A reverse drug sting on the streets of Cicero came to a harrowing end this week with an undercover officer trading gunshots with a suspect who allegedly tried to flee a police net with hundreds of thousands of dollars’ worth of cocaine, authorities said Friday.
Cook County sheriff’s police set up the operation Thursday, authorities said, arranging to sell 30 kilograms of cocaine to a group of men they would meet at 23rd Street and Cicero Avenue. Prosecutors said four men showed up as the buyers just after 3 p.m., but they brought guns to the swap instead of the agreed-on $480,000.
After two of the men tested the drugs, one of them stuck a 9 mm handgun into the ribs of an undercover officer and tried to push him into the vehicle that police were using to carry the cocaine, Assistant State’s Atty. Barbara Plitz said. The officer grabbed for the pistol and, in an instant, there was an exchange of gunfire, authorities said.
The suspect “fired a shot, but the officer was not hit,” Plitz said. “Then the undercover officer drew his weapon and fired a shot, but [the suspect] was not hit.”
The gunman then jumped into the vehicle and tried to drive away, but other officers watching the exchange nearby flipped a remote “kill switch” that stopped it, Plitz said.

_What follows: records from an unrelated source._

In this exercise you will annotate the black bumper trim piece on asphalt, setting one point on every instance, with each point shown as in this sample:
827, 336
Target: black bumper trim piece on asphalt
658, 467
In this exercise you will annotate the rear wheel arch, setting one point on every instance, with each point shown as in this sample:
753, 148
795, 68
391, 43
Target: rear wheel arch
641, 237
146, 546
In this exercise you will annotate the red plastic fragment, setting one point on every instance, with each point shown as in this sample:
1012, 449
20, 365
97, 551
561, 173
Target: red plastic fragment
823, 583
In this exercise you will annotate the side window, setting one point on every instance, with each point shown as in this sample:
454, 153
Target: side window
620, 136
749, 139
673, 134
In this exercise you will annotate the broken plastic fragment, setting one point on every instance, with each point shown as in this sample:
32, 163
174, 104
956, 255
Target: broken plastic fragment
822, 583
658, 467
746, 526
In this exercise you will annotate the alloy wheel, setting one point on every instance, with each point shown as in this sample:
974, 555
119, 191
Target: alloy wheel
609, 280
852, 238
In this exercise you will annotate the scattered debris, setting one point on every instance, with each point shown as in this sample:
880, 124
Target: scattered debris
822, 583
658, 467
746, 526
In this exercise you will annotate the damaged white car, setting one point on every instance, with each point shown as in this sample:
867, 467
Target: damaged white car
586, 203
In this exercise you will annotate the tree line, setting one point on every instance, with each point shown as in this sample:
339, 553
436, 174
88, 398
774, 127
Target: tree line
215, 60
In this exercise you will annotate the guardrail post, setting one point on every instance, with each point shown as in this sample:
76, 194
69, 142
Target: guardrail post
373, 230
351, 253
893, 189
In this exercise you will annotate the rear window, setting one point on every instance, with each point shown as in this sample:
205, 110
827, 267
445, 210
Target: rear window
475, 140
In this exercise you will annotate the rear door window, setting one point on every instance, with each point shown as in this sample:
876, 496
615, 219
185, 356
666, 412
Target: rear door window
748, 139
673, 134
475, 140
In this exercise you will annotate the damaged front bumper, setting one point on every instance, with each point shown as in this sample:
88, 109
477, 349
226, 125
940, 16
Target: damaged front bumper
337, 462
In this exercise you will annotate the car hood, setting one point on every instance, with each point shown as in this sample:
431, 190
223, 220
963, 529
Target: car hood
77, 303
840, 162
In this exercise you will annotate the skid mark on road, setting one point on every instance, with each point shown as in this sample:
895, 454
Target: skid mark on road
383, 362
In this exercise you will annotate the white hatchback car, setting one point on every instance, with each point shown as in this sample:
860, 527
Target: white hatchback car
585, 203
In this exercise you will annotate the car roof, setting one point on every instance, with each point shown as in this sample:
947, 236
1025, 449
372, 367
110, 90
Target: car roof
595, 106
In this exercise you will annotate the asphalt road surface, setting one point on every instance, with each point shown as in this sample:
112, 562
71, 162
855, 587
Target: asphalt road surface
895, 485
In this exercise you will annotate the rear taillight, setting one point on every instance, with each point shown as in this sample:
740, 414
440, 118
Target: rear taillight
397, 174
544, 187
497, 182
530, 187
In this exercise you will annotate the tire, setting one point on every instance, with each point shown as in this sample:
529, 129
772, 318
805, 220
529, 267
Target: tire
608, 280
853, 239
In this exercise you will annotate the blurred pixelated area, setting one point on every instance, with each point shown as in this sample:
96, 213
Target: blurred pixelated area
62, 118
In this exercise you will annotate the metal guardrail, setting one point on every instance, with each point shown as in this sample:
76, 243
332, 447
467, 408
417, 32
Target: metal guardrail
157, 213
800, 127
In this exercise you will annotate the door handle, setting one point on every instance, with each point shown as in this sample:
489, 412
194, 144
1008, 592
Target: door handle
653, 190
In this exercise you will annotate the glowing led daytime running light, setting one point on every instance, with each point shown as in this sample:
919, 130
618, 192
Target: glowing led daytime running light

All four men were arrested without further incident, authorities said, and were charged with attempted murder, armed violence and aggravated vehicular hijacking.
David Rodriguez, 43, of the 1800 block of West 50th Place, Chicago, was charged as the gunman. Judge Matthew Coghlan ordered him held on $4 million bail.
Juan Sarabia, 27, Placido Gonzalez, 39, and Marcos Torres, 27, all of Chicago, also were charged. The three were ordered held on $3 million bail.
If the men are able to post bail, the judge required them first to show the source of the bail funds.
The sting comes less than two weeks after a botched undercover sting in Chicago allowed a gang courier to escape with 93 pounds of cocaine.
That buy was set up by federal agents, sources have said, and a communication breakdown apparently led to the bait’s loss.